Another Maths Lesson 
[Jan. 31st, 200704:16 pm]
Unofficial Murderous Maths Forum on LJ

[  Mood 
  curious  ]  Today we learnt about recurring decimals. Such as 0.444444... being 4/9 and so on. Me and Chunk were finding this easy, so he challenged me to find the equivalent fraction of 0.58666666... which at first I thought, is there such a fraction? Are there any decimal numbers which do not have an equivalent fraction? [Pi does spring to mind, but are there others?].
Following some thought I figured the answer would be 58/100 + 6.66/999 [which Chunk found was equal to 6/900]. Adding these gives 44/75. McMaffs then introduced such problems anyway with a different method: let 0.5866666... = N then 100N = 58.666666... 99N = 58.08 9900N = 5808 N = 5808/9900 = 44/75.
McMaffs then posed the problem 0.87444444.... Her solution was: Let N = 0.8744444 then 100N = 87.444444 99N = 86.57 9900N = 8657 N = 8657/9900
Chunk then said "oh I have another method" and she let him go to the board to explain. He said 0.874444 = 87/100 + whatever 0.004444444.... is. He then said this was equal to 4/900. McMaffs asked him to explain why. He didn't know, neither do I, so this is my second question. Chunk continues his working by adding the fractions and got: 783/900 + 4/900 = 787/900 At first McMaffs thought this was wrong until I pointed out it was equivalent to 8657/9900 [both numerator and denominator are 11 times smaller by the "Chunk theorem" method].
So yeah, this is the main point.

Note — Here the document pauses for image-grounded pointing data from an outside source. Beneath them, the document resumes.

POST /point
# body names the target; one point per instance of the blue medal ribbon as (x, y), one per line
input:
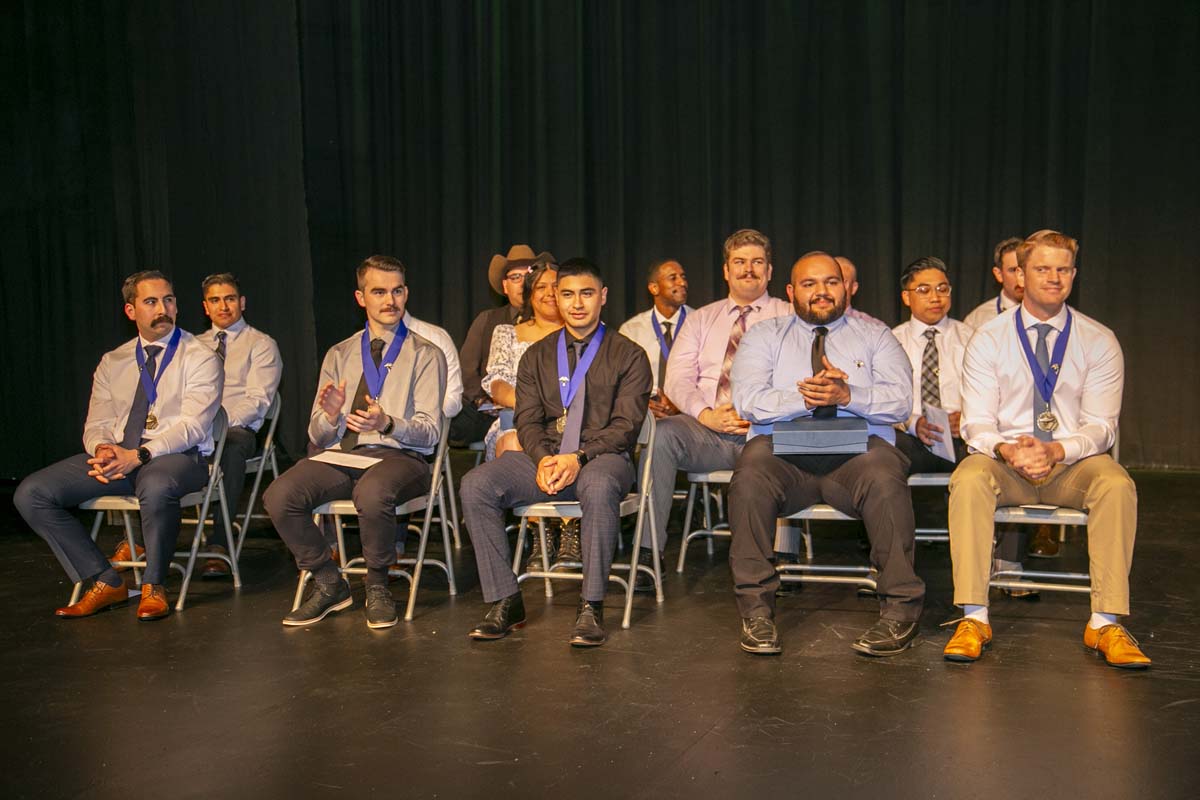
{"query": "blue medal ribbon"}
(658, 330)
(376, 376)
(568, 384)
(1044, 383)
(151, 385)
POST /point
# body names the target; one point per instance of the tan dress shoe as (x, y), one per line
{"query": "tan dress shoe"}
(123, 554)
(969, 641)
(154, 603)
(1119, 648)
(99, 597)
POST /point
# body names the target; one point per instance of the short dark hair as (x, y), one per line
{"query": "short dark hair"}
(130, 287)
(385, 263)
(573, 266)
(220, 277)
(1003, 246)
(923, 263)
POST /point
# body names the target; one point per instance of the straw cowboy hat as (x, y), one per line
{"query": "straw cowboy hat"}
(519, 256)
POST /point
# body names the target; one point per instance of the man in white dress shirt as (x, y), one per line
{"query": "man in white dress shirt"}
(1042, 390)
(655, 330)
(1007, 274)
(149, 428)
(252, 372)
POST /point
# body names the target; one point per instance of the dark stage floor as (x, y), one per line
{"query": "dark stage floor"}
(222, 702)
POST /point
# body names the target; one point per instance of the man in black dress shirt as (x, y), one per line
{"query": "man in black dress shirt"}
(582, 397)
(505, 274)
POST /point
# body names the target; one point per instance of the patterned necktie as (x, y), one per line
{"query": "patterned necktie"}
(575, 413)
(141, 408)
(1042, 353)
(930, 384)
(724, 392)
(663, 359)
(821, 331)
(351, 439)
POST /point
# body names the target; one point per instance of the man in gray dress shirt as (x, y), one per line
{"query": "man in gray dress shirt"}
(394, 415)
(252, 367)
(863, 372)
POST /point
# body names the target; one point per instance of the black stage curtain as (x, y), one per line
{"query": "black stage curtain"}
(442, 132)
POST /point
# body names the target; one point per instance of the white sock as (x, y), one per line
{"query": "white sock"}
(976, 613)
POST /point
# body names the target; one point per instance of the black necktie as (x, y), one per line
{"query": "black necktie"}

Why is it 900? I assumed it would be like other recurring decimals [like 0.42424242... = 42/99] and feature denominators with all 9s, thats how I came up with 6.66/999 for the first problem in the first place. It did also occur to me that it was because it was like the normal ones [ie 4/9] but 100 times smaller, as its two decimal places to the right from where it should be, but I couldn't really explain it. In other news, maths challenge tomorrow!